Stel je voor, er staan woorden, gegroepeerd in regels van vier. Twee strofen van zeven. Een beperkt aantal woorden. zodat een schijn van overzicht ontstaat. Ook omdat ze zich herhalen. Zomerse woorden zijn het, landschappelijk vaak, als vlieg, koe, vogel, blad, bloem. Ook van lichaamsdelen als neus, duim, oor. En van gereedschappen van een schrijftafel waar gepast en gemeten wordt door een neuriënde god.
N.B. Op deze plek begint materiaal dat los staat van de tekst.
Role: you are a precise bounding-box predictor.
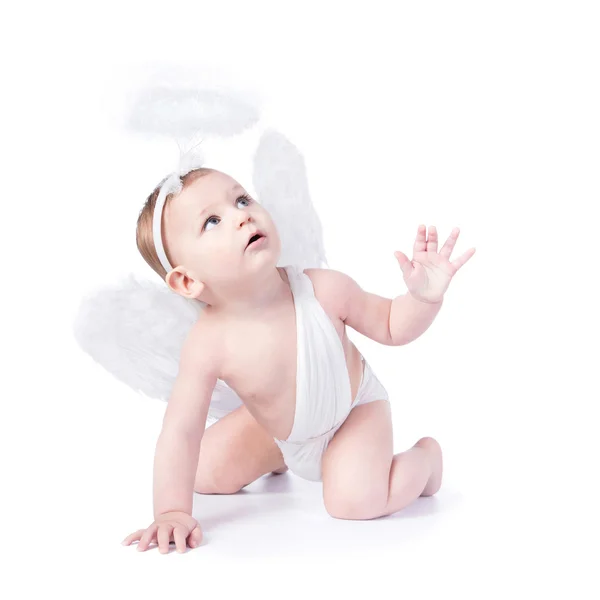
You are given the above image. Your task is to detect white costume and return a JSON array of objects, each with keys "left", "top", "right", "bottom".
[{"left": 74, "top": 68, "right": 388, "bottom": 481}]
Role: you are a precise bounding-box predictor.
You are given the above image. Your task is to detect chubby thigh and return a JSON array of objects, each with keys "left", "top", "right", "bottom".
[
  {"left": 322, "top": 400, "right": 394, "bottom": 516},
  {"left": 194, "top": 406, "right": 285, "bottom": 494}
]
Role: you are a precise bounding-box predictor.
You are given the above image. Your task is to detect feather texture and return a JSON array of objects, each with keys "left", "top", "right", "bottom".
[{"left": 73, "top": 74, "right": 327, "bottom": 414}]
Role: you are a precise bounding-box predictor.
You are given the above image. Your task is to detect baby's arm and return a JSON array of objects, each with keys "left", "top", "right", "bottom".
[
  {"left": 123, "top": 323, "right": 218, "bottom": 553},
  {"left": 306, "top": 269, "right": 442, "bottom": 346},
  {"left": 154, "top": 334, "right": 217, "bottom": 518}
]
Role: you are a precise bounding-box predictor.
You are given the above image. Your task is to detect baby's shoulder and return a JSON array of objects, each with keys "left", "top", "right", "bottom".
[
  {"left": 182, "top": 309, "right": 223, "bottom": 372},
  {"left": 304, "top": 268, "right": 348, "bottom": 321}
]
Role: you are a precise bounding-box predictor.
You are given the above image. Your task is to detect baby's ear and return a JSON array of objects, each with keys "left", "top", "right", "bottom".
[{"left": 167, "top": 267, "right": 206, "bottom": 300}]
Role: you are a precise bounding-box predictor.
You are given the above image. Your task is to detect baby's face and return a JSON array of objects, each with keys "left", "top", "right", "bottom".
[{"left": 163, "top": 171, "right": 281, "bottom": 292}]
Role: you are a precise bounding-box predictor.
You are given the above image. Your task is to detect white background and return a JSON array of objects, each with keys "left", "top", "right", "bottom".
[{"left": 0, "top": 0, "right": 600, "bottom": 598}]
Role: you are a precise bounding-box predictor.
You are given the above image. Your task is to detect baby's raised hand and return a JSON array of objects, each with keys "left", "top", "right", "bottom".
[
  {"left": 121, "top": 511, "right": 202, "bottom": 554},
  {"left": 394, "top": 225, "right": 475, "bottom": 303}
]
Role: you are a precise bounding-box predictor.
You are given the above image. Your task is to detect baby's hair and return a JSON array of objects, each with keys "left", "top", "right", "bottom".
[{"left": 135, "top": 167, "right": 214, "bottom": 281}]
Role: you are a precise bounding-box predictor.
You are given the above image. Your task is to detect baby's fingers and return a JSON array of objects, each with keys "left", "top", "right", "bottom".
[
  {"left": 189, "top": 526, "right": 202, "bottom": 548},
  {"left": 121, "top": 529, "right": 146, "bottom": 546},
  {"left": 138, "top": 523, "right": 158, "bottom": 551},
  {"left": 173, "top": 525, "right": 188, "bottom": 552}
]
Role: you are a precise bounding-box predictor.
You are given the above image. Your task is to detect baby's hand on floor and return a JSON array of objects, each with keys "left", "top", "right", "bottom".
[{"left": 121, "top": 511, "right": 202, "bottom": 554}]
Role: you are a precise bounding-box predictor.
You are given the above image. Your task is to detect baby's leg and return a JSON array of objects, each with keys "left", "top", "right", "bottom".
[
  {"left": 194, "top": 406, "right": 286, "bottom": 494},
  {"left": 322, "top": 400, "right": 442, "bottom": 519}
]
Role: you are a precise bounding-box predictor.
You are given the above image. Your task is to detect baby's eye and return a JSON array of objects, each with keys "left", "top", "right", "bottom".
[
  {"left": 237, "top": 195, "right": 251, "bottom": 206},
  {"left": 203, "top": 217, "right": 220, "bottom": 231}
]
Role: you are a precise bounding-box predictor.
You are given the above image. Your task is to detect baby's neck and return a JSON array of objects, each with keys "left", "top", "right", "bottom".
[{"left": 211, "top": 267, "right": 290, "bottom": 318}]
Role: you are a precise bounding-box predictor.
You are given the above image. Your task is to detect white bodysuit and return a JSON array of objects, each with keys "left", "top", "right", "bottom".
[{"left": 209, "top": 265, "right": 389, "bottom": 481}]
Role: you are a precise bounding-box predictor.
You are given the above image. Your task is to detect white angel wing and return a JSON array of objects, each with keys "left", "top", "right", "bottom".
[
  {"left": 73, "top": 69, "right": 327, "bottom": 418},
  {"left": 73, "top": 274, "right": 242, "bottom": 417},
  {"left": 253, "top": 130, "right": 327, "bottom": 269}
]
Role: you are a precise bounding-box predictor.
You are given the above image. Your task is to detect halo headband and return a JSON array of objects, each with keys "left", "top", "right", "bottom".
[{"left": 152, "top": 153, "right": 204, "bottom": 273}]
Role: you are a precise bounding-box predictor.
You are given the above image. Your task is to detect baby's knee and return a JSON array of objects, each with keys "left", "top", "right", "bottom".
[
  {"left": 194, "top": 470, "right": 248, "bottom": 494},
  {"left": 324, "top": 491, "right": 386, "bottom": 521}
]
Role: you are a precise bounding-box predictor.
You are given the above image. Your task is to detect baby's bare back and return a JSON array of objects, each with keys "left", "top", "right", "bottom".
[{"left": 201, "top": 269, "right": 362, "bottom": 440}]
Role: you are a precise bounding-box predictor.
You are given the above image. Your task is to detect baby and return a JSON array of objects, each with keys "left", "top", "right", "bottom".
[{"left": 123, "top": 168, "right": 475, "bottom": 553}]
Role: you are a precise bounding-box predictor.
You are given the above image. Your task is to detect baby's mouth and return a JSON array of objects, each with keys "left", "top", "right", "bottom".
[{"left": 246, "top": 233, "right": 265, "bottom": 249}]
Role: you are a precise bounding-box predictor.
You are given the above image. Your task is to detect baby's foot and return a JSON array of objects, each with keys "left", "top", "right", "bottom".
[{"left": 415, "top": 437, "right": 443, "bottom": 496}]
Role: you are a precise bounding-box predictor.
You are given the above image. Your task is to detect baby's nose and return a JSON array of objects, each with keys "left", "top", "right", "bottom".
[{"left": 238, "top": 213, "right": 252, "bottom": 227}]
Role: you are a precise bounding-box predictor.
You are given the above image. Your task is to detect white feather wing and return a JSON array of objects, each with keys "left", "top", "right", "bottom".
[
  {"left": 73, "top": 274, "right": 242, "bottom": 417},
  {"left": 253, "top": 129, "right": 327, "bottom": 269}
]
De woorden komen tot leven. Maken muziek, in hun klinkerrijkdom, door hun herhalingen. Je begint onwillekeurig mee te neuriën. Neem deze:
Vogel vlakje vis vlakje
Cijfer wind wind touw
Vis vogel vlakje vlakje
Bloem cijfer bloem liniaal
Boog boog liniaal bloem
Vogel touw vis cijfer
Koe boog koe driehoek
Vlieg bloem vlieg vis
Bol bel bol weggetje
Vis bloem bloem water
Stof water bloem bel
Liniaal liniaal oor oor
Voet bel voet weggetje
Vouw plus min bol
Zo gaat het in Duinkers nieuwe bundel 'Catalogus'. En zie, het is zomer.